A resurgence of polio cases in northern India has sent alarm bells ringing across a country that is one of the last holdouts of the virus in the world. Total polio cases in India shot up by more than six times last year to 1,509, up from 268 in 2001, according to health ministry figures. Though the last quarter of 2002 showed some signs of decline, the comeback of the disease, defying publicity and awareness drives, is both embarrassing and worrying government health officials. It also sets back the eradication campaign that is already behind schedule. India has already extended its polio eradication target - from the initial 2000 set by the World Health Organization (WHO) to 2005.

The rise in polio cases, most of them in Uttar Pradesh, was serious enough to cause Health Minister Shatrughan Sinha to announce that the Central government would undertake the polio eradication drive "on a war footing." Uttar Pradesh accounts for 68 percent of the global polio burden. In India alone, it accounted for nearly 80 percent of the cases (1,197) last year. After Uttar Pradesh, its eastern neighbor Bihar had the next highest number of cases. "The rise is embarrassing. But we are also worried that polio might spread from Uttar Pradesh to adjoining densely populated areas," Shobhan Sarkar, head of the polio eradication programme in the government's health ministry, said. The fears are not unfounded. Delhi shares its eastern border with Uttar Pradesh and reported 24 polio cases last year -- mostly in children of slum dwellers who had migrated from Uttar Pradesh. Migrants from Uttar Pradesh increased last year after a severe drought shriveled crops there and destroyed the livelihood of thousands of small and marginal farmers.

The only silver lining appears to be a report in January that indicates that after the alarming rise up to September last year, the number of cases in Uttar Pradesh declined from September to December. The report by Jay Wenger, WHO manager of the independent polio surveillance project, says the monthly figures in Uttar Pradesh fell from 334 in September to 18 in December 2002. But then, maximum cases are recorded in the monsoon months, after which there is a natural decline in transmission of the polio virus. Winter is a lean transmission season for the virus.

Still, a health ministry official said: "Things are looking up, with fewer cases in the last three months. We are keeping our fingers crossed and hoping the trend continues." India has been implementing an intensified Pulse Polio Immunization (PPI) campaign since 1995 - under which all children below five years would be vaccinated. India conducts two immunization campaigns every year, in December and January with a six-week interval between the two. In 1999, India launched additional immunization drives in its eight endemic states, including Uttar Pradesh.

One problem has been the inability to maintain the "cold chain" properly - ensure that the vaccine is under refrigerated conditions until it reaches the child.
The alarm triggered by the spiraling polio cases is such that even academic institutions have joined the anti-polio drive in Uttar Pradesh this year. In the Jan. 5 immunization drive, the Aligarh Muslim University (AMU) vice chancellor led health and social workers in Aligarh and Moradabad districts in a public awareness drive to dispel misconceptions about vaccination. Hollywood star Amitabh Bachchan too was invited in, and polio campaign visuals are aired on prime time on several television channels. Rotary International has tried out novel ideas like giving out rattles, whistles and sunshades to children coming for the polio drops.

Fears of poor families that the polio vaccine may do some harm, were not countered properly. "We are scared to give the anti-polio drops. We go only if we are forced to," says Sharbati, a domestic worker whose family migrated from Uttar Pradesh to Delhi five years ago. She says many in her native village fear the anti-polio drops may make children ill. In the Jan. 5 immunization round, Rotary involved 1,500 volunteers from the state specifically to dispel myths about the vaccination process.

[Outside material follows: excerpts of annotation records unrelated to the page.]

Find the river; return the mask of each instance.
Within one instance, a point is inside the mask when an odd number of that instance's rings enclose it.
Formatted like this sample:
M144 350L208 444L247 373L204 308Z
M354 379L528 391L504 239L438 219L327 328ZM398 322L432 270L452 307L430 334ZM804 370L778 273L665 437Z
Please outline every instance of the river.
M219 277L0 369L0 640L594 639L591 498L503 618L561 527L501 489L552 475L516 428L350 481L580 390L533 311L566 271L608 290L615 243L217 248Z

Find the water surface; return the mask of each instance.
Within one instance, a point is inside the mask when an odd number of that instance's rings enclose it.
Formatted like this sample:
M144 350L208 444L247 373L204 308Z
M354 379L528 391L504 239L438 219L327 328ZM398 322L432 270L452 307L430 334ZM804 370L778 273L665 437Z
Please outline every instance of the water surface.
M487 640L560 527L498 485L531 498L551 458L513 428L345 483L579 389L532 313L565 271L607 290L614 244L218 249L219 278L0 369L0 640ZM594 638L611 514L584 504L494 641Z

Press reports quoted Uttar Pradesh health minister Phagu Chauhan as conceding that administrative slackness was partly responsible for the rise in polio cases in the state. Another problem has been inability to maintain the "cold chain" properly - ensure that the vaccine is under refrigerated conditions until it reaches the site - despite additional machinery for storage and transportation of the vaccine. There are problems of vaccine shortage too. A health ministry report says that in India, four to five percent of children - mostly in remote rural areas - continue to be missed in the government anti-polio campaign. "Even this four to five percent would still constitute a number of unvaccinated children large enough to keep the virus alive," a health official pointed out.